Looking back at the evolution of the AI industry, quality has emerged as the key challenge in achieving practical AI implementation—specifically, the ability to meet industrial and operational demands. Lin pointed out that large models present greater challenges than smaller ones. She highlighted that the training data, data proportions, input sequences, and all hyperparameter configurations during the training process are not fully disclosed, making it difficult to replicate the capabilities and issues of large models. Moreover, the substantial investment required for algorithm modifications and retraining complicates efforts to address shortcomings.
These factors make it evident that foundational models significantly influence downstream model performance, necessitating continuous refinement from organizations developing these base models. Lin emphasized that while large models will undoubtedly guide AI toward promising developments over the next decade, the industry currently faces numerous challenges. These include the high costs of foundational models, difficulties in obtaining training datasets, inconsistent evaluation methods, fragmented tools, and increasingly limited computational resources.

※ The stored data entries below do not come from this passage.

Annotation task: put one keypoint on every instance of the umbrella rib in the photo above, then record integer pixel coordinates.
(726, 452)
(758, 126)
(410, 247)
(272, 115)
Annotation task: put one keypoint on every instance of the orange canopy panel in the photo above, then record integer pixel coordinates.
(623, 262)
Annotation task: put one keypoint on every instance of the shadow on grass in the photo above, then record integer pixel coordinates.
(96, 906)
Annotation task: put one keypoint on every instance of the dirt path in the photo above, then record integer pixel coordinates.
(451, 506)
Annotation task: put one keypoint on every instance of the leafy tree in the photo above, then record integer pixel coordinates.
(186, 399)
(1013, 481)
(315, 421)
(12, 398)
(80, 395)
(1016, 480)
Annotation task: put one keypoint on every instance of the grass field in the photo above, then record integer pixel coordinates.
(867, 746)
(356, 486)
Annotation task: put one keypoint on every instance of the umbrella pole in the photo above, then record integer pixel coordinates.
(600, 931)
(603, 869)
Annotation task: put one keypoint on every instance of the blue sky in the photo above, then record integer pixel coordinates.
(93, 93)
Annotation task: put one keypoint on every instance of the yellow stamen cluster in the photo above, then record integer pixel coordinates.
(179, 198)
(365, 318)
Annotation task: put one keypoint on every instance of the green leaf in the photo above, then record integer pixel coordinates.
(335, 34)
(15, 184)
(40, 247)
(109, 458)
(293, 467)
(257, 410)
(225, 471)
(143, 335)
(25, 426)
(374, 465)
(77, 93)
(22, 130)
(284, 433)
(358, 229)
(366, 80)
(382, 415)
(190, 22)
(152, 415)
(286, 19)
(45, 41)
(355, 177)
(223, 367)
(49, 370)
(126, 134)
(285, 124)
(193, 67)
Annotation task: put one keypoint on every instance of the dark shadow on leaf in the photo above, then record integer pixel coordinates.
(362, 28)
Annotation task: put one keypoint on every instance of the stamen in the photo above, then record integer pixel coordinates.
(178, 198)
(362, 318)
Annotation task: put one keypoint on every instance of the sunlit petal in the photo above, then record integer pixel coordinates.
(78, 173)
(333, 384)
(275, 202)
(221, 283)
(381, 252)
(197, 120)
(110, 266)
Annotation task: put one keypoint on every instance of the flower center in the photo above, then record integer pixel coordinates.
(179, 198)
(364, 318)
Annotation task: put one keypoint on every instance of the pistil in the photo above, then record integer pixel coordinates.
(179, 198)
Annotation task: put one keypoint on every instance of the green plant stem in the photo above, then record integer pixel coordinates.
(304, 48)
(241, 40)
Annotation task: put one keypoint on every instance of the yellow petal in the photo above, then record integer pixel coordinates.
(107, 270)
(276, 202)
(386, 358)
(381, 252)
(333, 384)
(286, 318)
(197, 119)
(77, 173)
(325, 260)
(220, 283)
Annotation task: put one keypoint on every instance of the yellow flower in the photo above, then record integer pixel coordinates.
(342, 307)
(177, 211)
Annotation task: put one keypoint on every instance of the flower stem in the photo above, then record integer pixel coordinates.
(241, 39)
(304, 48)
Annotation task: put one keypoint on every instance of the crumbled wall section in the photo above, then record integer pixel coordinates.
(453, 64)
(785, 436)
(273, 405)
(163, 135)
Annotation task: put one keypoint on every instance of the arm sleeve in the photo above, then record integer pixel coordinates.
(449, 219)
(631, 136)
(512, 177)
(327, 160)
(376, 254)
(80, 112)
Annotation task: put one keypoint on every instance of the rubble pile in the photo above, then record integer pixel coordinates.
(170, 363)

In her view, open-source initiatives allow professionals to build on the work of predecessors. Recent actions by the Academy reflect its commitment to leveraging open-source strategies to tackle these industry challenges. Specifically, the Academy recently announced significant upgrades to its Wudao·Tianying Aquila series of large language models, notably the Aquila2-34B, which boasts 34 billion parameters and has shown impressive results across multiple rankings. The Academy has made the entire Aquila2 model series open-source, including its innovative training algorithms, the FlagScale framework, the FlagAttention operator set, and the BGE semantic vector model.
Lin also revealed that the Academy has released 200GB of low-risk data from the WuDaoCorpora, reportedly the world's largest Chinese dataset, which has already seen thousands of downloads. Regarding evaluation methods, Lin indicated that large models face challenges in assessing generative capabilities, cognitive abilities, and human-like reasoning. Apart from a handful of generative tasks, evaluation largely relies on human scoring, the boundaries of cognitive assessment are hard to define, and testing human reasoning will require new complex test sets and methodologies.
In terms of computational resources, differences in architecture and development toolchains among Chinese vendors, the multitude of AI frameworks, and the emergence of diverse applications create significant obstacles in adapting heterogeneous chips, increasing development complexity, and standardizing evaluation metrics. To address these challenges, the Academy has launched the FlagEval system for large model evaluation and the FlagPerf open-source project for AI chip assessment.
"Large models are now transitioning from language models to multimodal capabilities, marking a crucial stage in technological application." Lin stated, looking ahead to a future where large models will extend beyond internet applications and permeate various industries. "We aspire to see large models step out of the digital realm and into the physical world, impacting areas like autonomous driving and robotics."